Tahoua : connaître le dispositif juridique pour la protection de l’enfant au Niger

Conformément à l’agenda de formation des journalistes pour la protection des enfants prévue se dérouler du 23 au 31 juillet 2018 le magistrat Gonda Jigo Maman Sani, juge des mineurs au Tribunal de Grande Instance de Tahoua éclaire les participants sur « les instruments juridiques de protection des enfants ».

Le juge Gonda Jigo a expliqué à l’assistance la définition même de l’Enfant :  » qui est toute personne âgée de moins de 18 ans selon les instruments nationaux et internationaux de protection de l’enfant ». L’homme de loi Gonda Jigo n’a donc pas passé par quatre chemins pour expliquer que le juge de mineurs n’a pas seulement comme fonctions la protection des mineurs, il est aussi de ses compétences de prendre des mesures répressives à l’encontre des mineurs délinquants. Dans sa présentation, le juge a laissé sciemment sous silence les textes internationaux relatifs à la protection de l’enfant que le Niger a ratifié pour s’appesantir sur l’arsenal juridique dont dispose la justice nigérienne en la matière.

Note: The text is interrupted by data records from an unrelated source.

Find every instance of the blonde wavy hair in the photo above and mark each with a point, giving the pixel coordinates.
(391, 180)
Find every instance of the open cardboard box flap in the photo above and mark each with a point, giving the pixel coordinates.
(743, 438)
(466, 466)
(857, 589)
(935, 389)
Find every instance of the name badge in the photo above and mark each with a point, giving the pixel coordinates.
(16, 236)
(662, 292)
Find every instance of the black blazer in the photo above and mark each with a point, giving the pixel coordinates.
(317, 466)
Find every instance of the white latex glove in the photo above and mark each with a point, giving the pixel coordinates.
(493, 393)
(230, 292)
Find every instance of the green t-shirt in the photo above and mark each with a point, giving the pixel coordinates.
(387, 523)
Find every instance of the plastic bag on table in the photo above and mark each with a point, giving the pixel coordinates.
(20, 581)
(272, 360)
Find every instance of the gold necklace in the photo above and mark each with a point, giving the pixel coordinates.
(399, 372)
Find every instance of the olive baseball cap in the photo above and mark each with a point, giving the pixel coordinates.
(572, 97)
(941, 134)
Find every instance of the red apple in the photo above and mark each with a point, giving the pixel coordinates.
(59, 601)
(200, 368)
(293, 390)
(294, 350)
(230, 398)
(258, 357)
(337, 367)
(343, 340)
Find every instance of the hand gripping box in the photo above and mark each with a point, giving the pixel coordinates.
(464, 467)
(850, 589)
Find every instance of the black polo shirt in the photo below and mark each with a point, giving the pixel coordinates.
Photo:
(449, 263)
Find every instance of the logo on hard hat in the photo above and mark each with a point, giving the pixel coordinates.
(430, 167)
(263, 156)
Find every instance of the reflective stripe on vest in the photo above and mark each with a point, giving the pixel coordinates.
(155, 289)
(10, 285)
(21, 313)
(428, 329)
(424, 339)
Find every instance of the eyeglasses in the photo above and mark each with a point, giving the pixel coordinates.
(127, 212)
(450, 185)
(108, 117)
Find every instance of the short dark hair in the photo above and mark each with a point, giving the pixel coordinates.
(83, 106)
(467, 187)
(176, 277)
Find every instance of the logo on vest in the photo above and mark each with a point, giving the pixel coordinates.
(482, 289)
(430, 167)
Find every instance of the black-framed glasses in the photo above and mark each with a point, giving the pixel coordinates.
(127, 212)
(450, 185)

Trois chapitres constituent l’ossature de la présentation du juge. (I) Les textes de droit commun relatifs à la protection de l’enfant, (II) Les textes juridiques spéciaux relatifs à la protection de l’enfant et (III) Les textes non contraignants.  Il existe un principe universel dans la gestion de la cité qui stipule que « Nul n’est sensé ignorer la loi » ! Or, la population nigérienne est majoritairement analphabète. Les moyens de communication ne couvrent pas les zones reculées du vaste territoire nigérien. Là où ils sont accessibles, ils ne diffusent pas les textes et les lois de la République. Comment faire profiter ces avantages aux enfants en informant suffisamment les adultes responsables de la préparation de l’enfant et de son épanouissement et les jeunes? Tel est le souci qui habite les femmes et hommes participant à la formation. Gonda Jigo est pleinement dans cette dynamique dans les collectivités relevant de sa sphère de responsabilité et font l’objet de vulgarisation.

A propos du premier chapitre, la Constitution du 25 novembre 2010 (art. 21 à 24), le Code civil (art. 312 ; 317 à 330 ; 343 à 349 ; 373 ; etc.), la loi 2004-50 du 22 juillet 2004, la loi 2012-45 du 25 septembre 2012, les dispositions de la Convention 182 de l’OIT sur les pires formes de travail des enfants, le Code Pénal (art. 45 à 47 ; art. 222 alinéa 6), le Code de nationalité nigérienne et la loi 2011 du 14 décembre 2011 constituent l’essentiel des textes de droit commun relatifs à la protection de l’enfant.

Le second chapitre repose sur le contenu des lois 2014-72 du 20 novembre 2014, 2015-36 du 26 mars 2015, 2016-21 du 26 juin 2016 et l’ordonnance 2010- 86 du 16 décembre 2010 entant que textes juridiques spéciaux relatifs à la protection de l’enfant.

Quant au troisième et dernier chapitre, il fait cas des textes non contraignants à l’exemple de la politique nationale favorables au bien être de l’enfant.

Avec une croissance très élevée de sa population (3,9% par an) engendrée par une fécondité élevée (7,6 enfants par femme en moyenne), elle-même tributaire d’un fort taux de mariage précoce (76,3% des filles âgées de 20 à 24 ans comme elles l’ont déclaré s’être mariées avant l’âge de 15ans) selon l’UNFPA 2017 le devenir des enfants du Niger interpelle toutes les consciences.

Le phénomène est plus accentué dans les milieux défavorisés qui sont sous le joug des traditions, l’obscurantisme religieux, l’ignorance, l’analphabétisme, une forte mortalité et la pauvreté.

Pour pallier cet état de fait, la diffusion et la vulgarisation des textes relatifs à la protection de l’enfant en vue de leur appropriation dans le seul but de lui garantir le bien-être doit exclusivement servir de source à tous les acteurs.